アルスーズィーは、シリア・ラタキア中流階級の家庭に生まれ、フランスソルボンヌ大学留学中に、ナショナリズムに興味を持った。1930年にシリアに戻り、1933年に民族行動同盟(LNA) のメンバーをなった。その後、政党活動に幻滅し1938年ダマスカスに移り1939年にはLNAを脱退した。ダマスカスにおいては、学生を中心とするヨーロッパ史、ナショナリズム、哲学について議論するグループを主宰していた。LNAを去って間もなく、「明確な教義」を持ったアラブ・ナショナリストの政党として、アラブ民族党を設立した。バグダードで職を得たため短期間の活動であったが、すぐにシリアに戻ることになり、1940年11月に新たに秘密結社「アラブ・バアス」を結成した。1944年にメンバーのほとんどがアフラクとビータールの率いるアラブ・バアス運動に合流したが、両者は思想的にはほぼ同一であった。

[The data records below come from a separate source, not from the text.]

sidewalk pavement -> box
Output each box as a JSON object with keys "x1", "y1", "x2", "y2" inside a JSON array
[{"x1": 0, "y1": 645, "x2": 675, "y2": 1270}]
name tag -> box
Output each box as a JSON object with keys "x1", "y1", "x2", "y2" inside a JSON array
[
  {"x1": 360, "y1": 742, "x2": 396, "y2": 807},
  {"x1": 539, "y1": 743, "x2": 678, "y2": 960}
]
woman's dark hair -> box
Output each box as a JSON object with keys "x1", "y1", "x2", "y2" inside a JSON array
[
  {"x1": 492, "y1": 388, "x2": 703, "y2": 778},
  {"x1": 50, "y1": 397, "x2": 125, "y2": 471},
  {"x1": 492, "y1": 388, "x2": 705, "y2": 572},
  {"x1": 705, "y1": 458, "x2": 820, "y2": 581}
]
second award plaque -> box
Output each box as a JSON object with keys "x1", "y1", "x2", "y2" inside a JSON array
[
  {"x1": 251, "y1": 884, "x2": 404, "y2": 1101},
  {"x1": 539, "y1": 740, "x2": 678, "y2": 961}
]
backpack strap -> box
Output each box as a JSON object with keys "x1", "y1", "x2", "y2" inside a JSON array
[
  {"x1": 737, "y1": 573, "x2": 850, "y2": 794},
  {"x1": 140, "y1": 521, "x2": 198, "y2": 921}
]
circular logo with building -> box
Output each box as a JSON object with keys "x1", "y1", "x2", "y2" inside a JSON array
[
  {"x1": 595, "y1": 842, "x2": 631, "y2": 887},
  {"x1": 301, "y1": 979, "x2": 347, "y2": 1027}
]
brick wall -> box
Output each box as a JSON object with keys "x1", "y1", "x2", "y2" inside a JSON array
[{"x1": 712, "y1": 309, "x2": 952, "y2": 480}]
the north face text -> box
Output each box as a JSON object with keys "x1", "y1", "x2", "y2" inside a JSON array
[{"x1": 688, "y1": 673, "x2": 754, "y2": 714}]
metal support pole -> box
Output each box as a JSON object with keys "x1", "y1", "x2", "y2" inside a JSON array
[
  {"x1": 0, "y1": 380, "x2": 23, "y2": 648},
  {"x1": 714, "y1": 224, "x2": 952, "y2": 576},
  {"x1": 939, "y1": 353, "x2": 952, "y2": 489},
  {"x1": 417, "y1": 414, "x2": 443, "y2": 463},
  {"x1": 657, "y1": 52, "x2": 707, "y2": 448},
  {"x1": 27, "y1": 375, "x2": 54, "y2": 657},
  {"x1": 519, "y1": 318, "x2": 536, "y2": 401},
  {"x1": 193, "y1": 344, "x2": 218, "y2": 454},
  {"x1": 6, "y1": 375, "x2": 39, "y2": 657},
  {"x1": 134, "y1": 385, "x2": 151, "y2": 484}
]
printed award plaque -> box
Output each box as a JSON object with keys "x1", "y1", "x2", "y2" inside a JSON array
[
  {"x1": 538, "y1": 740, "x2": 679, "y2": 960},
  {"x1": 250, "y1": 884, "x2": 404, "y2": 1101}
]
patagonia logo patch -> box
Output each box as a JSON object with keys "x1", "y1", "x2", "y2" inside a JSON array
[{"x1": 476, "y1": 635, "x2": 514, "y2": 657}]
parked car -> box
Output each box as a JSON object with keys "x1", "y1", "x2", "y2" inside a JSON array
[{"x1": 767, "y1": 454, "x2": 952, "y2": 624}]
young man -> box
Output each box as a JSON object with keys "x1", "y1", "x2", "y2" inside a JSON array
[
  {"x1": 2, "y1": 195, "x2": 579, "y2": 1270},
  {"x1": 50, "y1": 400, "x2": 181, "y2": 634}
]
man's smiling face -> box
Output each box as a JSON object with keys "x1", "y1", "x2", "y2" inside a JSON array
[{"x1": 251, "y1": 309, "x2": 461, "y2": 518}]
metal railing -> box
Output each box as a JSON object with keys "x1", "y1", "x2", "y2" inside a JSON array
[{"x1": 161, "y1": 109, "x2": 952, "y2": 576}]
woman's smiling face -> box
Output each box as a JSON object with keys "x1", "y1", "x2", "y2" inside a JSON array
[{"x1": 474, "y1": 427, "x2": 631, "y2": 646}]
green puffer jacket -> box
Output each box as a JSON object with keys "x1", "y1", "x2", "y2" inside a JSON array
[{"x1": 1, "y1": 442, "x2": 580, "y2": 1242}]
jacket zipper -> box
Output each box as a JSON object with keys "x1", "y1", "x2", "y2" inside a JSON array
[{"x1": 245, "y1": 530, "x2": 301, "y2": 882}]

1947年に 2つのバアス運動は合併し、後に政権を取ることになるアラブ・バアス党としてまとまった。しかし、合併したものの、アルスーズィーは合併大会に出席せず、党員資格も与えられなかった。1940年代から1950年代の時期には、政治から離れて教員として働いた。だが、1960年代のバアス党政権内の権力闘争が彼を復帰させることになった。政権内でアフラクビータール派閥と、サラーフ・ジャディードとハーフィズ・アル=アサドの派閥の間の対立が起きた。アフラクとビータールは敗れ1966年にシリアから逃れた。アフラクは、シリアのバアス党と決別したイラクのバアス党のもとに迎えられた。そのため、シリアのバアス党は、アフラクとビータールに代わるイデオローグとしてアルスーズィーを復帰させた。

アルスーズィーの社会、言語およびナショナリズムに関する思想はバアス主義の思想の一部となった。アラブ人が過去の千年間を失っていたアラブのアイデンティティを再確立するときにアラブ国家は統一される、というのがその考えであった。アラブの統一への鍵は言語であるとした。
生涯
子供時代・青年時代:1899年-1930年

アルスーズィーは、1900年にオスマン帝国支配下のラタキアのアラウィー派の中流家庭に生まれた[1]。母親のマリヤムが著名な宗教一家の出身である一方で、父親のナジーブは弁護士だった。2人の兄と2人の姉がいた。1904年に一家でアンティオキアに移住した。その頃、クッターブ(初等教育機関)で学び始め、コーランを記憶した。4年後、両親は彼にオスマン帝国内の正統な教育を受けさせるためにRu?diye(中等学校)に入学させた。1915年、彼の父は民族主義的な活動をしたとして、オスマン帝国当局によって逮捕された。アルスーズィーは後にアラブ・ナショナリズムに関心を抱くきっかけになった出来事であったと回想していた[2]。彼の父が短期間投獄された後、一家はコンヤの街に移住させられた。1年後、アンティオキアに戻ることが許された。アルスーズィーによると、彼の父は、ファイサル1世がダマスカス入りしたというニュースを聞いて、アンタキアの政府庁舎のオスマン帝国旗をハーシム家の旗に取り替えた。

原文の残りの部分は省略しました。